My vision blurred behind a film of tears. Penny’s fingers pressed into my hips, almost painful, but I let it refocus me, pull me out of the clinging memories that threatened to swallow me whole.

“It didn’t matter how hard I fought against him,” I said. “He made me into something I never wanted to be. Made me do things?—”

“Darling,” Penny murmured and started to stand, but a firm shake of my head stalled him.

“You’re not my first recruit,” I confessed. “Not technically. Just the first recruit I brought in to actually undertake the Oaths. There were twelve over three years…” I swallowed against the knot forming in my throat. “I’ll never forget their faces.
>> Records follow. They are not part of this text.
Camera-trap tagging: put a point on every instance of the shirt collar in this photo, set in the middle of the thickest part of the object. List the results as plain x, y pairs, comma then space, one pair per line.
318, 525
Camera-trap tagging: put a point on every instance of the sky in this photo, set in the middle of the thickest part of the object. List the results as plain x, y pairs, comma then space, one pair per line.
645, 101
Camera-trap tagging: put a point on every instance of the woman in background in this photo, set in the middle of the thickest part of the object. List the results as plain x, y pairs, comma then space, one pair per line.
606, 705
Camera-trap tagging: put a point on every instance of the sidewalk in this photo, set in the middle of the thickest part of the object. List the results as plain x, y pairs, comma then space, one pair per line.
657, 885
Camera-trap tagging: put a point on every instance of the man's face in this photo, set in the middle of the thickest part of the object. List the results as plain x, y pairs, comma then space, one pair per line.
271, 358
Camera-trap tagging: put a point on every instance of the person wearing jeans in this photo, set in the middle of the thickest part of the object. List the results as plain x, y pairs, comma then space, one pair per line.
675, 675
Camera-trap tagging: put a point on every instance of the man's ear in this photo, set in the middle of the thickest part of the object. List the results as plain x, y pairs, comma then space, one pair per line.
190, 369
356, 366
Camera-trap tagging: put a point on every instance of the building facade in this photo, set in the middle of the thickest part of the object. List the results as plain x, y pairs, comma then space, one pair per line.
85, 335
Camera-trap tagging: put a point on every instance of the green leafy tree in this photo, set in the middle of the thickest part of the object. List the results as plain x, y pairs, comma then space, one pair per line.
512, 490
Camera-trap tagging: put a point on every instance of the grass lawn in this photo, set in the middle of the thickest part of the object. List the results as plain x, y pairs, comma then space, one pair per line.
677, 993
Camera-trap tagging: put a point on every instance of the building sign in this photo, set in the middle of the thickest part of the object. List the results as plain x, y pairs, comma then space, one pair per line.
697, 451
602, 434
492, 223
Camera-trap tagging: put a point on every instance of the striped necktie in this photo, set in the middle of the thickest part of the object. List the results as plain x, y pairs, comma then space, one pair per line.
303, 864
“After I went to the mission and Nora patched me up, I couldn’t hide the stitches in my hand from my father. He was livid and raged at me for days, disparaged me for risking the safety of Ashpoint by seeking help. As far as he was concerned, I’d have been better off bleeding to death in the graveyard.”

The words rushed out of me like a flood, like the dam was finally broken. The release of pressure was both agony and relief.

“He didn’t trust me to go out on my own after that to look for graves, but he found a new use for me. When he told me what it was, I took Levitt and tried to run back to Nora and the mission and the safety she’d promised. But my father caught me, and my failure made him angrier.”

Penny's gaze was intensely focused, and his brow pinched like it hurt him, too. It made me want to stop, toassure him everything was all right, but I couldn't find the conviction to fuel those words.

Instead, I hung back and lowered my head while digging my fingers into my sides until the bruising pain overwhelmed my fear.

“My father used to send me out with Harlan to…” I squeezed my eyes shut, but that just gave the memories room to play out on the insides of my eyelids. “He said we needed more bodies, and there weren’t enough graves, so…”

I didn’t want to admit what I’d been party to before I managed to escape. The lives lost because of me. I may not have killed anyone with my own hands, but I facilitated their deaths.